Saturday, June 02, 2007

Robin Cook, where are you?

It reads like a Robin Cook medical thriller. Man with serious infectious disease defies his government and endangers innocent travellers in his desperate bid to slip back home under the radar.
But it is not fiction.

There are many questions we want to ask about Andrew Speaker and his rare and dangerous form of tuberculosis - the very variant which engages his new father-in-law in clinical research. Where and how did he contract this treatment-resistant illness? The microbiologist father-in-law, Robert Cooksey, has been facing news cameras, saying it has nothing to do with him or his work. But, what a co-incidence!
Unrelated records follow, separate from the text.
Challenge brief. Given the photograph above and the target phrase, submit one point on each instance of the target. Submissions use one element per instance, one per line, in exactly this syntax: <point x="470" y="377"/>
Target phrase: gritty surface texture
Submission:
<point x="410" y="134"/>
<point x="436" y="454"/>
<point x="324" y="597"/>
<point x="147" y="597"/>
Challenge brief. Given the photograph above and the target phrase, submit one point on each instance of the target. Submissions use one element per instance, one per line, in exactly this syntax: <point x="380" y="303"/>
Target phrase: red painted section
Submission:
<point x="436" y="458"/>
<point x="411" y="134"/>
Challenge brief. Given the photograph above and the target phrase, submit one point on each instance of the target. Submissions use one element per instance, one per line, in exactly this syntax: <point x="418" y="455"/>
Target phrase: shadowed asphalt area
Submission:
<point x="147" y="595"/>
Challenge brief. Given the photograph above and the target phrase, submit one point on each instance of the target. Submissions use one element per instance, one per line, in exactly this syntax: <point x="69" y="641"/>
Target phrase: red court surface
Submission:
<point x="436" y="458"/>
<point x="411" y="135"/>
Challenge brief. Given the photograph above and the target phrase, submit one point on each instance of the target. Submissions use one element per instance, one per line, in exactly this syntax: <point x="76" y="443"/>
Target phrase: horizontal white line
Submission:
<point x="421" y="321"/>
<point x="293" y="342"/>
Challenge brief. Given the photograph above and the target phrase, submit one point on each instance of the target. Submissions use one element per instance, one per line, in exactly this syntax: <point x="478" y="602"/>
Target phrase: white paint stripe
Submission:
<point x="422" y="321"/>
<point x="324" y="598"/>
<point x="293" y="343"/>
Speaker just married the doctor's daughter in Greece, we understand, and went on honeymoon in the Greek Islands, Italy and as yet unnamed other European countries. It was while he was out of the US that the US Centre for Disease Control and Prevention notified him of the exceptionally dangerous nature of his disease and instructed him not to take commercial transport. So what did Speaker do? He jumped on commercial transport. Lots - some six planes. To escape detection by US authorities, he took a Czech air service and flew to Montreal whence he drove into the US. The border guard who ignored the warnings for apprehension and quarantine which popped up on his computer now has been taken off the job.
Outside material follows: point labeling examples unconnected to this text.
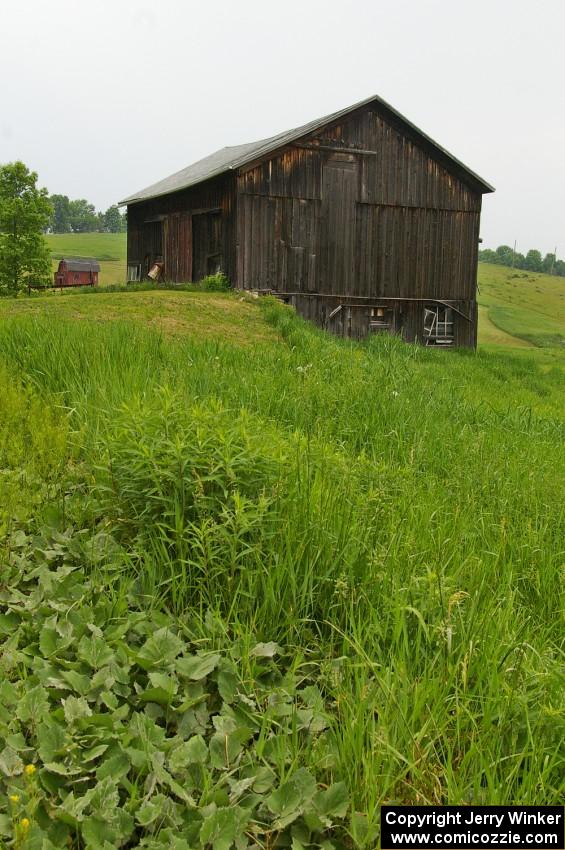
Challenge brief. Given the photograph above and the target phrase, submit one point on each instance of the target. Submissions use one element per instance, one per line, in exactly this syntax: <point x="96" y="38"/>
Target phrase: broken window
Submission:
<point x="438" y="325"/>
<point x="381" y="319"/>
<point x="134" y="272"/>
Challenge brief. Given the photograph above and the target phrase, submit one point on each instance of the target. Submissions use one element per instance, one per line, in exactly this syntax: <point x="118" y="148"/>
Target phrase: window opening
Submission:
<point x="380" y="319"/>
<point x="134" y="272"/>
<point x="438" y="325"/>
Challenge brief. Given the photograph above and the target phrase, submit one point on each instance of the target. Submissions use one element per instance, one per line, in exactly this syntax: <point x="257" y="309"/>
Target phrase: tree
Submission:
<point x="113" y="220"/>
<point x="533" y="262"/>
<point x="61" y="218"/>
<point x="24" y="215"/>
<point x="549" y="263"/>
<point x="505" y="255"/>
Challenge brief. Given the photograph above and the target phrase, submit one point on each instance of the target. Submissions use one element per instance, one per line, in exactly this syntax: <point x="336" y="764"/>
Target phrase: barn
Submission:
<point x="359" y="220"/>
<point x="77" y="271"/>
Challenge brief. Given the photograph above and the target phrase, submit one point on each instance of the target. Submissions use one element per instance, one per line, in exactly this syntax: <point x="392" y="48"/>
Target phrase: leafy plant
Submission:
<point x="121" y="731"/>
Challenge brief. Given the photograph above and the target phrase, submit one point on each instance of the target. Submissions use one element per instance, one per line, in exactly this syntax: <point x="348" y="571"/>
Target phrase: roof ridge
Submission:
<point x="215" y="163"/>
Speaker's fellow passengers on the trans-Atlantic flight have been sought for testing. There are hundreds of them. But that is just a tip of the iceberg of possible infection. How many people were crammed in airport cattle-grid queues with him, dined in cafes beside him, inherited a hotel room from him, sat in front of him in a cinema...?
One reels at the potential contact one man could have as he moved around popular tourist spots and through airports.
It is the nightmare we all have, most especially in the cramped confines of air travel. I always come down with something after a long-haul flight - and I have written about this issue many times before. It long has worried me.

Of course, one sympathises with Speaker. One would not want to be in his shoes. He must have been very frightened - but only for himself.

How deeply ironic. Speaker should have been more conscious of his culpability than most. He is a personal injury lawyer.

He is a personal injury lawyer who may be having a lot to do with other personal injury lawyers.
Meanwhile, the his law firm's website is down. Too many hits or deep embarrassment?